How can i remove the attributes ??

 str(DT2_mat)
'data.frame':   5120 obs. of  7 variables:
 $ : Factor w/ 2 levels "Archaea","Bacteria": 2 2 2 2 2 2 2 2 2 2 ...
  ..- attr(*, "names")= chr  "P11_16513" "P193_8942" "P187_9526" "P11_4543" ...

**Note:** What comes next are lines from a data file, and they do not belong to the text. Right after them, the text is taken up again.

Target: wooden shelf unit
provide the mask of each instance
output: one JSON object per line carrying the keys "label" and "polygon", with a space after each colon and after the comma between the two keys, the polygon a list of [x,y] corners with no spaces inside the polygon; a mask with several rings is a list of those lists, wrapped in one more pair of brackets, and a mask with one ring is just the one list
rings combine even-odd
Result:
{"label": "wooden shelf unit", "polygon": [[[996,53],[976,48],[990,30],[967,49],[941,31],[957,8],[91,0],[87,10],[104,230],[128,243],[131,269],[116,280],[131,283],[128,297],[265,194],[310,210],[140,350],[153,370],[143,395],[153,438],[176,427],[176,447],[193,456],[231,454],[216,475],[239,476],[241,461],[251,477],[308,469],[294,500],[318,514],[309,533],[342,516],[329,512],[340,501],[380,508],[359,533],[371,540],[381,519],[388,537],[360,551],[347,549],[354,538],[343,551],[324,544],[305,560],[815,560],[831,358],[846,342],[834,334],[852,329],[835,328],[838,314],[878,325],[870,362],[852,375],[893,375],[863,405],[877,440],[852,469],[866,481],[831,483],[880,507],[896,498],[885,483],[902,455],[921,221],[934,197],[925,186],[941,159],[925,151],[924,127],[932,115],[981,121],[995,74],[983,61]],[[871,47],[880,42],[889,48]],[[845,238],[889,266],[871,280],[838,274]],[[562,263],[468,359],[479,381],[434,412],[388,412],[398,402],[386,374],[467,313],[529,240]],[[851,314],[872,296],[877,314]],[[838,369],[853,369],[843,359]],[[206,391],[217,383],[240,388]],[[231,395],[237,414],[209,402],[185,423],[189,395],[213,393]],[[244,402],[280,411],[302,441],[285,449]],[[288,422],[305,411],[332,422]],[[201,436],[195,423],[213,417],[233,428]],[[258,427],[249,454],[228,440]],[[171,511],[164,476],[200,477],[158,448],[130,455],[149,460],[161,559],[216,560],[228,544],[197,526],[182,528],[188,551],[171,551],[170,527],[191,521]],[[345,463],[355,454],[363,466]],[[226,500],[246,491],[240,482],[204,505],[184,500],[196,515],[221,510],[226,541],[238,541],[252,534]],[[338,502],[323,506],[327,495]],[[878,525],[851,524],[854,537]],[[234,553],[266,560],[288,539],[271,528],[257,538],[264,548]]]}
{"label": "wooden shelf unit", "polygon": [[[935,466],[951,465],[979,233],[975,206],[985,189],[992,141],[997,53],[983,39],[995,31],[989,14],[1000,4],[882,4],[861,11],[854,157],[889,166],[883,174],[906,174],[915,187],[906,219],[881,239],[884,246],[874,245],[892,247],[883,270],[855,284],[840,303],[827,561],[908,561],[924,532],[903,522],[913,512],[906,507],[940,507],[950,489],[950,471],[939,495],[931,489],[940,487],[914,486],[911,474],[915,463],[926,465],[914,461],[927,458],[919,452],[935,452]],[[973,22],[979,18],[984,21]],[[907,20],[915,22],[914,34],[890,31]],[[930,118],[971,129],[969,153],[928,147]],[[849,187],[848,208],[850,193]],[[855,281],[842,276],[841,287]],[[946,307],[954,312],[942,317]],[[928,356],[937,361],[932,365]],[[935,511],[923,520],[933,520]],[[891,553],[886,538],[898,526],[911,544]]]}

 $ : Factor w/ 28 levels "Acidobacteria",..: 2 2 2 2 2 2 2 2 2 2 ...
  ..- attr(*, "names")= chr  "P11_16513" "P193_8942" "P187_9526" "P11_4543" ...
 $ : Factor w/ 60 levels "Acidimicrobiia",..: 3 3 3 3 3 3 3 3 3 3 ...
  ..- attr(*, "names")= chr  "P11_16513" "P193_8942" "P187_9526" "P11_4543" ...
 $ : Factor w/ 108 levels "Acholeplasmatales",..: 29 29 29 29 29 29 29 29 29 29 ...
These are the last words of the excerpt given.